August 4, 2014 - Civil penalty totaling $428,000 was proposed by FAA against Air Methods Corporation (Englewood, CO) for allegedly operating 2 helicopters that were not in compliance with Federal Aviation regulations. Allegations involved violation of its operations specifications by flying helicopters despite failing to perform required inspections of their Night Vision Imaging System (NVIS) Compatible Lighting Filtration (NVIS) installations. Air Methods has 30 days from receipt of letter to respond.

Federal Aviation Administration

800 Independence Ave, SW, Washington, DC, 20591, USA

Original Press Release

FAA Proposes $428,000 Civil Penalty against Air Methods Corporation

Press release date: July 31, 2014

SEATTLE – The U.S. Department of Transportation’s Federal Aviation Administration (FAA) is proposing a $428,000 civil penalty against Air Methods Corporation of Englewood, Colo., for allegedly operating two helicopters when they were not in compliance with Federal Aviation regulations.

The FAA alleges Air Methods, which provides emergency air ambulance services, violated its operations specifications by flying the helicopters despite failing to perform required inspections of their Night Vision Imaging System Compatible Lighting Filtration (NVIS) installations. The FAA also alleges the failure to perform the required inspections rendered the helicopters unairworthy.

Between June 8 and Sept. 7, 2011, Air Methods allegedly operated one of the helicopters on 489 flights totaling 144 hours when the NVIS inspections were overdue.
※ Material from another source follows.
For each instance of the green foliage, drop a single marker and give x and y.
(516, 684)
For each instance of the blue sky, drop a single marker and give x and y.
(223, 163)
During the same period, it allegedly operated the other helicopter on 431 flights totaling 139 hours when the inspections were overdue.

“Operators must be vigilant when maintaining aircraft, especially companies that have people in their care,” said FAA Administrator Michael Huerta. “It’s critical that operators perform required inspections of their safety systems to ensure they’re working as intended.”

Air Methods has 30 days from the receipt of the FAA enforcement letter to respond to the agency.